Guennadi Maslov’s panoramic photo of “Centralia, Pennsylvania” captures a delirious, psychedelic, post-apocalyptic Disneyland of graffiti. Who knew that spray paint came in so many colors?  Everywhere you look along this stretch of decommissioned highway, even on the guardrails, is a dense layering of messaging. “Down with Capitalism.” “RIP Ned Dieh.” “Libertarians Rock.” “#DeerMeat.” Some memorialize people’s names, and some are as enigmatic as ancient petroglyphs. It is amazingly lively and deeply melancholy, a thing you can’t have missed and a thing you’re not sure you wished you’d ever seen.

Guennadi Maslow, “Centralia, Pennsylvania”

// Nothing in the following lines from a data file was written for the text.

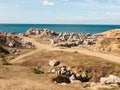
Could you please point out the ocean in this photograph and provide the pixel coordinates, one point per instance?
(78, 28)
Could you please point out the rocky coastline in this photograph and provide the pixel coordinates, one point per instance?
(12, 45)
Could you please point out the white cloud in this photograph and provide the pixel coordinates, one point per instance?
(48, 3)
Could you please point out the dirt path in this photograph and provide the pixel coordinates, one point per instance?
(40, 47)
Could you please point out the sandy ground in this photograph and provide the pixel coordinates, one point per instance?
(40, 47)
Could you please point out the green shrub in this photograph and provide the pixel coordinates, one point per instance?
(37, 71)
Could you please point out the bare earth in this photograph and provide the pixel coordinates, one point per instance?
(40, 47)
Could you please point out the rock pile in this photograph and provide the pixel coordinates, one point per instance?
(62, 39)
(110, 80)
(69, 75)
(54, 63)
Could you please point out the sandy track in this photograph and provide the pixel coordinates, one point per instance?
(40, 47)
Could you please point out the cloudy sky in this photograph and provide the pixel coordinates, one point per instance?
(60, 11)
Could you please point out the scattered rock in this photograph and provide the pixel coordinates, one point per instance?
(54, 63)
(110, 80)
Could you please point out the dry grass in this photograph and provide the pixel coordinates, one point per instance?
(20, 76)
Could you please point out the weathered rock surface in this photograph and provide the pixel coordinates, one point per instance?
(54, 63)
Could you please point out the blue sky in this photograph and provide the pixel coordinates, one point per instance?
(60, 11)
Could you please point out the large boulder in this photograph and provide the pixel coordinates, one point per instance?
(54, 63)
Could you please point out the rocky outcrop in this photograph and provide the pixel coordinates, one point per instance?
(54, 63)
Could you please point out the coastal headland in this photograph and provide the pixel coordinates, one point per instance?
(41, 59)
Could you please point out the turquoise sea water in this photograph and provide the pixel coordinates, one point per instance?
(20, 28)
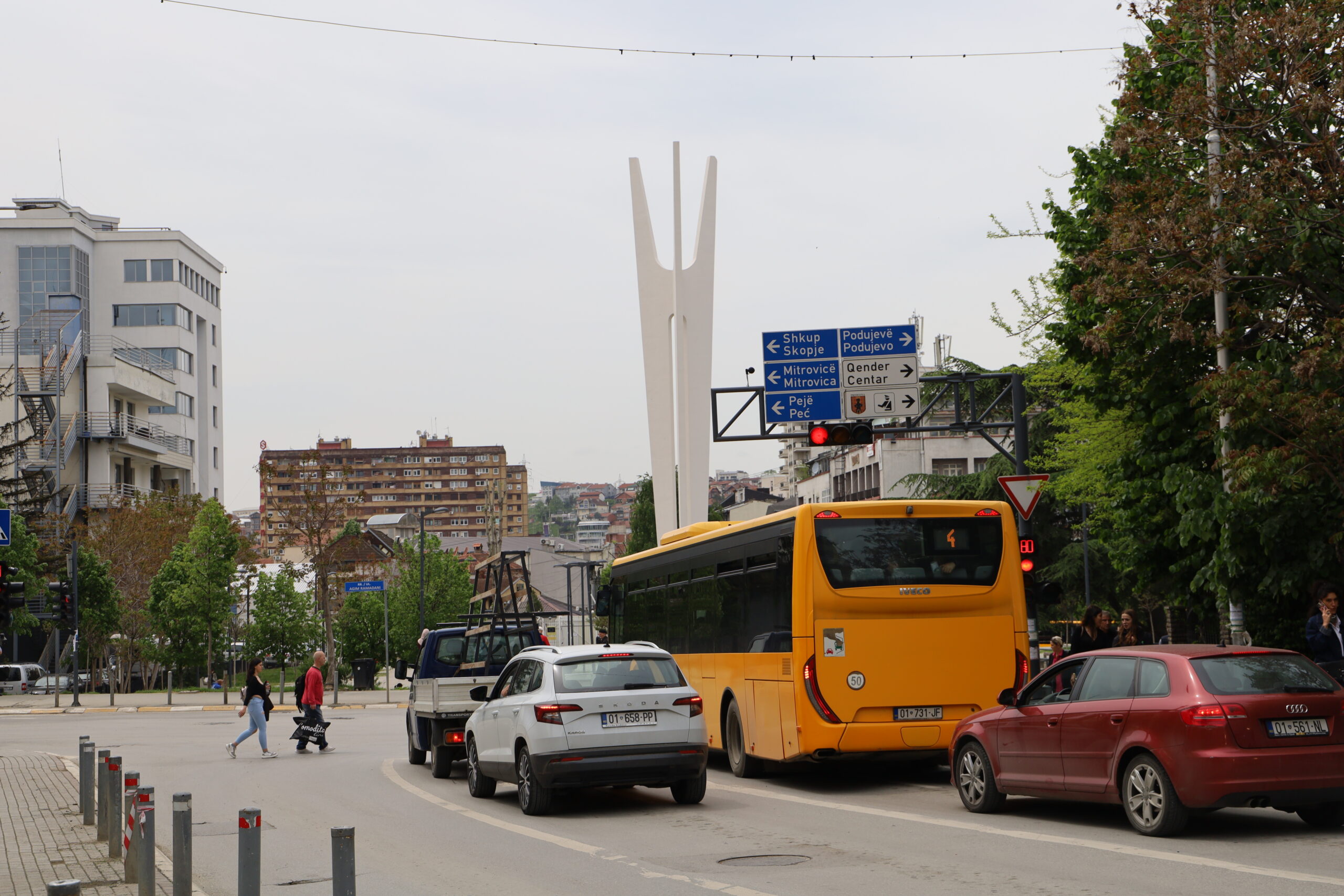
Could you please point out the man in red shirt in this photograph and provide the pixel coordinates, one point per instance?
(312, 703)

But this is not just any abandoned space. As the photographer explains, Centralia used to be a coal mining town. In 1962, a fire began in the coal seams underground that has not been extinguished to this day. Thirty years later, all the remaining buildings left in Centralia were claimed by the state by eminent domain. Maslov suggested that if I wanted to find out more, I should consult the largest open archive we have, the web, where even the most casual Google search tells the story. Centralia was founded by Revolutionary War veteran Robert Morris, who lost it when he went bankrupt. In the mid-19th century, it was a center of activity for the Molly Maguires, who sought to create a miners’ union at any cost, and were eventually dispatched by hanging. The Lehigh Valley Coal Company owned all the mines in town until they had to close them in the Great Depression. It once had almost 3000 inhabitants. It now has seven. Its zip code is 00000. Centralia tells the story of life cycles of aspiration and failure. But it’s left behind an archive of its own in the hundreds and hundreds of painted inscriptions that continue the Centralia story after everything else in the town had completely gone under. It is another unforgettable by-product of decay. In Maslov’s photograph, the markers have left behind a very lonely triumph, but a triumph of a sort nonetheless. It is one way to record the truly unkillable spirit of the Midwest.